Deep sequencing of the ampicillin resistant clones also allows an estimate of the impact on enzyme function of any type of amino acid substitution at a position by calculating the number of times that amino acid occurs compared to the number of occurrences of the wild type amino acid at the position randomized. It has been shown previously with combinatorial libraries examining the contributions of residue positions in a protein-protein interaction using phage display technology that the frequency with which a residue appears among mutant clones after selection relative to the frequency of wild type correlates with the change in free energy of binding (ΔΔG) for the mutant versus wild type protein14,15. This statistical "ΔΔGstat" value is calculated as ΔΔGstat= RT ln (p-wt/p-mut), where p-wt and p-mut are the frequencies of occurrence of the wild type and mutant amino acid, respectively, at the position being examined 14. Note that the frequencies of occurrence of wild type and mutant amino acids were normalized for the number of codons encoding a particular amino acid type for the ΔΔGstat calculations (Materials and Methods).

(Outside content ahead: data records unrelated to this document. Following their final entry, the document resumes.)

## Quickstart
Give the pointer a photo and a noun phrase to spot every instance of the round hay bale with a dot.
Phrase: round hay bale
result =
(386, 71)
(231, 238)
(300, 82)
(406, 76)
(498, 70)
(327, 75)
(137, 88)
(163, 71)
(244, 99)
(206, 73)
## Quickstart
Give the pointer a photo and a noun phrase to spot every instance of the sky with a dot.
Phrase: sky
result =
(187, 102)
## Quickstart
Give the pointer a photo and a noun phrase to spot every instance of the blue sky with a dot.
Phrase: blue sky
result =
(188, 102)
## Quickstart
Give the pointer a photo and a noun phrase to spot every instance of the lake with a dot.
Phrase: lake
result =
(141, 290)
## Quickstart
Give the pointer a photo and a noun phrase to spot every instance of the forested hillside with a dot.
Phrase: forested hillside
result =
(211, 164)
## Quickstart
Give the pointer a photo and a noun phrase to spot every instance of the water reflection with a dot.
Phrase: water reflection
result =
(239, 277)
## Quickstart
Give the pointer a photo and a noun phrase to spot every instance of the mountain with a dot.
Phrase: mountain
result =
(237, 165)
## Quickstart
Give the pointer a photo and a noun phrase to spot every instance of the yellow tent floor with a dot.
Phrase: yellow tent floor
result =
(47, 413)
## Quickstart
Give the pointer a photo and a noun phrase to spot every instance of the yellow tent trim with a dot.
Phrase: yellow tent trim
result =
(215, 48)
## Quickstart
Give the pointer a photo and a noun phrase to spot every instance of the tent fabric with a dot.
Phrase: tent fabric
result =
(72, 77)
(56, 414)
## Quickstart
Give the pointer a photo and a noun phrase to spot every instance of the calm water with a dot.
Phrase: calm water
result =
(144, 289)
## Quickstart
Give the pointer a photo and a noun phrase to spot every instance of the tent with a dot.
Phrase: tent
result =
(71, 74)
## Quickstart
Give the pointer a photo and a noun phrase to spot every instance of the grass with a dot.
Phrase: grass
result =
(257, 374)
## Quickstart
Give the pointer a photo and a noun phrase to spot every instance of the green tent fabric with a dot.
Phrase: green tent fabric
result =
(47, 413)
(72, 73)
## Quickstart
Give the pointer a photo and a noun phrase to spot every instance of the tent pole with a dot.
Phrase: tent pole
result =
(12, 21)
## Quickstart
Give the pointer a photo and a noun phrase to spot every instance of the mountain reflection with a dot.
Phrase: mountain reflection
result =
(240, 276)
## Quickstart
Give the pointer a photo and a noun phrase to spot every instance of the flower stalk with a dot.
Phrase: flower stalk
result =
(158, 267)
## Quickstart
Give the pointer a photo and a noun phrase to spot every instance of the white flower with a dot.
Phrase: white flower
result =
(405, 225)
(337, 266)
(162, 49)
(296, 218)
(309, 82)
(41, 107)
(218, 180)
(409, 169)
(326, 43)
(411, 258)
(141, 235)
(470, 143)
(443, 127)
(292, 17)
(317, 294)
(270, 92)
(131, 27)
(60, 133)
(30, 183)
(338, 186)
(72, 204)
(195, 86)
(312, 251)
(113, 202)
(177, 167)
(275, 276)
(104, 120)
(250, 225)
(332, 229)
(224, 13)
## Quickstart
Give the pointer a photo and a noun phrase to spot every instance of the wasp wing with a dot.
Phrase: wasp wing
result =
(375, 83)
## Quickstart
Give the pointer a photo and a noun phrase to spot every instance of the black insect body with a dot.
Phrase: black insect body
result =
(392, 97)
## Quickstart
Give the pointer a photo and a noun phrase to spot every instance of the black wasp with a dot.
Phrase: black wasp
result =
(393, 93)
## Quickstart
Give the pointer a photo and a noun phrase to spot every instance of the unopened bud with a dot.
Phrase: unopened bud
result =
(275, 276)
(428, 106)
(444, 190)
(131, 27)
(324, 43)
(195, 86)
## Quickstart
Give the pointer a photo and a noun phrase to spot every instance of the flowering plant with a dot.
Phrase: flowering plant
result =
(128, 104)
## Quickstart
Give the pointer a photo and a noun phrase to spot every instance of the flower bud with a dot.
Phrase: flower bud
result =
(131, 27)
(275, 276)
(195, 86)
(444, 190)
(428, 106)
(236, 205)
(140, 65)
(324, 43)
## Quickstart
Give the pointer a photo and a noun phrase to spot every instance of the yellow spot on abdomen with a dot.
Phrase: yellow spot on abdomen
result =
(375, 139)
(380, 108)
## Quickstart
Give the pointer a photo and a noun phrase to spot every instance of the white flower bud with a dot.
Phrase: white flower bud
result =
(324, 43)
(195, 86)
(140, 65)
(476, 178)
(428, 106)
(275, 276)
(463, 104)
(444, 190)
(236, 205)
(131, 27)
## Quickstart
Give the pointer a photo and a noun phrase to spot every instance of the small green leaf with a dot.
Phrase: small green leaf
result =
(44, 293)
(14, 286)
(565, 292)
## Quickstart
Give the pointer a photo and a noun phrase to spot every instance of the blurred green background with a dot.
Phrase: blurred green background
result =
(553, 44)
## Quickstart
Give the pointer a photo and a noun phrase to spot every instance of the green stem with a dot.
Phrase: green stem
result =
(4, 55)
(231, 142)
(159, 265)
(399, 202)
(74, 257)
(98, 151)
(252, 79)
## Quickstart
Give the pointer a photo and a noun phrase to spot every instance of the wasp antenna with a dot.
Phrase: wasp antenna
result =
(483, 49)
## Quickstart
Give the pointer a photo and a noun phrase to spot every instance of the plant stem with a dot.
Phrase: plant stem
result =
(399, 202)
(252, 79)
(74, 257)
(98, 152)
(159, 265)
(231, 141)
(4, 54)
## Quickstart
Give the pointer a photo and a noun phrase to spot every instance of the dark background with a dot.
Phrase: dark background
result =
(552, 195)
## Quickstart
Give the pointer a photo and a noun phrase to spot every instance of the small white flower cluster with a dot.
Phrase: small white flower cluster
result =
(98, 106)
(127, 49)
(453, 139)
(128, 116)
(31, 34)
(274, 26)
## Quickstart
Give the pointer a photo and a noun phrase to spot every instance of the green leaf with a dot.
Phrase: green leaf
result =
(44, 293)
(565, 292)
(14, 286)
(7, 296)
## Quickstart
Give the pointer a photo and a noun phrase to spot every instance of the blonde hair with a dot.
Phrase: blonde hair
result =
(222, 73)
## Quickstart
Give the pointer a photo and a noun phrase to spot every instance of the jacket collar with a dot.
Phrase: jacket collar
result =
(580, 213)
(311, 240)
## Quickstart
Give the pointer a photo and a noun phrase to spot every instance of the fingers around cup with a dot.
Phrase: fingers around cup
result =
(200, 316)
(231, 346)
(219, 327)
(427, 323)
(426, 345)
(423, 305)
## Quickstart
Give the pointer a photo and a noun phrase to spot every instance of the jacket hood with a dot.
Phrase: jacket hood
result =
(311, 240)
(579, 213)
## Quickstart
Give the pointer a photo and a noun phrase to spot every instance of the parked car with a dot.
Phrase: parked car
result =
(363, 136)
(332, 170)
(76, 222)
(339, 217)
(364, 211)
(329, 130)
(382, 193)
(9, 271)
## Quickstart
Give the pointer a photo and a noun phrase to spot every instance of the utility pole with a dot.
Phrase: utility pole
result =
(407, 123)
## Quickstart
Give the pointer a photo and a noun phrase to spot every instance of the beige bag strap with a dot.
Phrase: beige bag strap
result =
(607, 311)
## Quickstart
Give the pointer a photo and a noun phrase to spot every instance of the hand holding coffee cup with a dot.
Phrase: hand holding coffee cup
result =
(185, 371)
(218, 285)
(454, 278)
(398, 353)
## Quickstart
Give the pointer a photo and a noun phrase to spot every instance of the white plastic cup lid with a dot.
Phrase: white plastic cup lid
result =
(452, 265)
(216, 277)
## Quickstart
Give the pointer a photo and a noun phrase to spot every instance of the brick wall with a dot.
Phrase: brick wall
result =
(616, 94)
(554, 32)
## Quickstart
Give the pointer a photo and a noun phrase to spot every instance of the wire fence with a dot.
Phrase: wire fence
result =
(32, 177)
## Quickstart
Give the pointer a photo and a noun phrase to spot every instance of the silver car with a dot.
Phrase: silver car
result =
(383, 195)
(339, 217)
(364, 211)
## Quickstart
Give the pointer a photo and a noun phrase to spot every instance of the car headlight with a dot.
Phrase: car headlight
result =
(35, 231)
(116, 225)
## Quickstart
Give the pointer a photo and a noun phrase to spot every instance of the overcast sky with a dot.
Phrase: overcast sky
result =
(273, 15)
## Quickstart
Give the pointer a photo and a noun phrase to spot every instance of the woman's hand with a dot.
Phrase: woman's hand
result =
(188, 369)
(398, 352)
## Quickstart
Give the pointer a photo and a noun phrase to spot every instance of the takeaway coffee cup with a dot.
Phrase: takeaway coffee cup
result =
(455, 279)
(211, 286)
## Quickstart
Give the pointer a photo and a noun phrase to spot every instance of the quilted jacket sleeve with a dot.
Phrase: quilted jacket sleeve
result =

The model being used for this analysis is that the probability that a colony forms is related to the concentration of cells spread on agar plates and the total activity of β-lactamase in the clone, which is related to the catalytic efficiency of the enzyme for ampicillin turnover as well as the stability and solubility of the enzyme. Unstable β-lactamase is known to be rapidly proteolyzed in E. coli, which reduces the amount of active enzyme in the cell16–18. In addition, mutations that reduce solubility result in protein aggregation, which also reduces active enzyme in the cell. It has been shown that E. coli containing a β-lactamase mutant has a certain plating efficiency on agar containing ampicillin based on its total hydrolytic activity19–21. The number of colony forming units for a mutant decreases with increasing ampicillin concentration in an agar plate and the rate of decrease is related to the activity of the mutant. A mutant with low activity may have a probability of near zero of forming colonies at high ampicillin concentrations, i.e., at concentrations above the minimum inhibitory concentration (MIC) for the mutant. This is the rationale for the ΔΔGstat calculation and the idea that the frequency with which an amino acid type is present among functional mutants is related to the level of total β-lactamase enzyme activity conferred by that amino acid. The ΔΔGstat value is clearly not a thermodynamic parameter in that it is a composite of catalytic efficiency, stability and solubility; however, it does provide a quantitative estimate of the total β-lactamase activity conferred by an amino acid substitution versus wild type for any position. The deep sequencing data from functional clones for each residue position allows for the calculation of a ΔΔGstat value for each possible single amino acid substitution in TEM-1 β-lactamase. The ΔΔGstat values for each position are provided in Table S2 and a summary of the results is shown in the form of a heat map for the entire enzyme in Figure 6.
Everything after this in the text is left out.